Читаем Давид Седьмой полностью

Благим намерениям моим следовать современнику великого поэта и видеть Бронштейна в историческом аспекте мешала суетливая манера изложения его, перескок с темы на тему, но главным образом – почти всегда противоречивый смысл того, что он говорил. И даже если я пытался не забывать, что человек с репутацией гения находится вне общепринятых оценок, удавалось это далеко не всегда.

Порой, симулируя беспрерывное внимание, я ловил себя на мысли, что идеи излагает человек, находящийся на краю психического здоровья. Частенько он выворачивал наизнанку общепризнанные факты ради очередного эпатажного наезда на слушателя, вопросы к которому носили риторический характер, являясь на деле мостиком для подтверждения его собственных теорий.

Нередко он говорил о бортике доски, мешающей провести какой-нибудь маневр или комбинацию. Ему было тесно на шахматной доске, а в конце жизни он начал сомневаться в нужности самой игры и в правильности выбранного пути.

Говорил о Стаунтоне: «Да, он уклонился от матча с Полом Морфи, но зато был одним из лучших исследователей творчества Шекспира».

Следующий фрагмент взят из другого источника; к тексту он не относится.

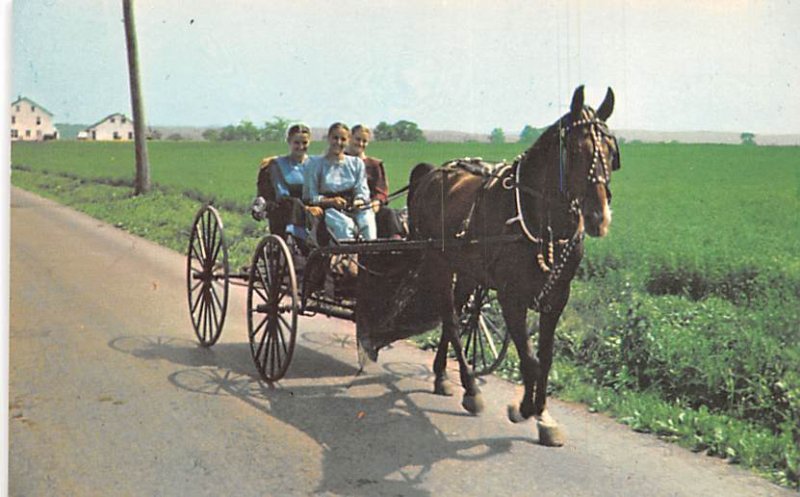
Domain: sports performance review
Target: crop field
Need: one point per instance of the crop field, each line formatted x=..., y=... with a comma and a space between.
x=692, y=302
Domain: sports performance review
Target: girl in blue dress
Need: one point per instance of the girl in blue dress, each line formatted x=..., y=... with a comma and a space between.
x=338, y=184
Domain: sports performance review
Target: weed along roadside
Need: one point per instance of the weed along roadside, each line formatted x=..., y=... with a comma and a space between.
x=684, y=322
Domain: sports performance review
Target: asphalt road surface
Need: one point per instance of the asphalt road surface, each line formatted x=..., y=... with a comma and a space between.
x=110, y=395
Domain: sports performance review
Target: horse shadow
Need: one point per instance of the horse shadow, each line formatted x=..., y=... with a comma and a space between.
x=375, y=434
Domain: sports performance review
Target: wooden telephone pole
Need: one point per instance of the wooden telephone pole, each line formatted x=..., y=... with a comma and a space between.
x=142, y=183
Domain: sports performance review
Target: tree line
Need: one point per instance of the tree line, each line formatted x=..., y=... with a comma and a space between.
x=275, y=130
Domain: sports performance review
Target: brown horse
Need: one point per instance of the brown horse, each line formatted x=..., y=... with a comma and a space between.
x=526, y=222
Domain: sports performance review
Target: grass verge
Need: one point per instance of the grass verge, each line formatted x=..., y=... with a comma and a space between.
x=633, y=362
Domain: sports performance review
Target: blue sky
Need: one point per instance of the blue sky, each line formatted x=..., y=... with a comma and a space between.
x=466, y=65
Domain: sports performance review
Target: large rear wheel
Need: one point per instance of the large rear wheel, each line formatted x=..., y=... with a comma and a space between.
x=272, y=308
x=483, y=331
x=207, y=276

И тут же задавал риторический вопрос: «А что, по-вашему, имеет бо́льшую ценность для культуры?» Для него ответ был ясен, хотя исследования Стаунтона в шекспироведении давно и прочно забыты, а имя шахматиста продолжает жить, хотя бы только названием шахматных фигур.

Англия. Гастингс. В первый дождливый день нового 1976 года на турнире был выходной, и мы долго сидели вечером в холле гостиницы. Речь по обыкновению держал Бронштейн. На этот раз он не только вспоминал Стаунтона, но и предлагал учредить золотой значок ФИДЕ и дать соответствующие права гроссмейстерам, обладателям элитных значков.

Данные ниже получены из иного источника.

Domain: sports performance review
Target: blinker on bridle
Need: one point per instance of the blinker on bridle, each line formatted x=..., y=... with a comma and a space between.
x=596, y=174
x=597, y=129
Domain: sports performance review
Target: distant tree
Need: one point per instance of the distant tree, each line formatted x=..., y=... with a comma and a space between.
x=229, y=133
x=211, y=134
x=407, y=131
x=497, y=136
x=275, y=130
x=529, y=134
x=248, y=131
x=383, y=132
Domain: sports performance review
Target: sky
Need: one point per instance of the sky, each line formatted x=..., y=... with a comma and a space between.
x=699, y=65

«Таким образом можно будет избежать инфляции титула», – говорил Бронштейн, прозорливо предвидя процесс, только-только начавший набирать ход. Он продолжал объяснять мне правильность создания «гроссмейстерской гвардии», как он называл гроссмейстеров, входящих в первую тридцатку, пока мы медленно поднимались на второй этаж гостиницы.

Мы уже пожелали друг другу спокойной ночи, когда он вздохнул: «В Гастингсе хорошо в шахматы играть, но делать здесь совершенно нечего, скука ужасная, особенно если дождь весь день льет…»

«Если вам интересно, Давид Ионович, у меня с собой “Архипелаг Гулаг” есть, я уже первый том кончил…»

Книга Солженицына недавно появилась в печати, и я захватил первые два тома в Гастингс.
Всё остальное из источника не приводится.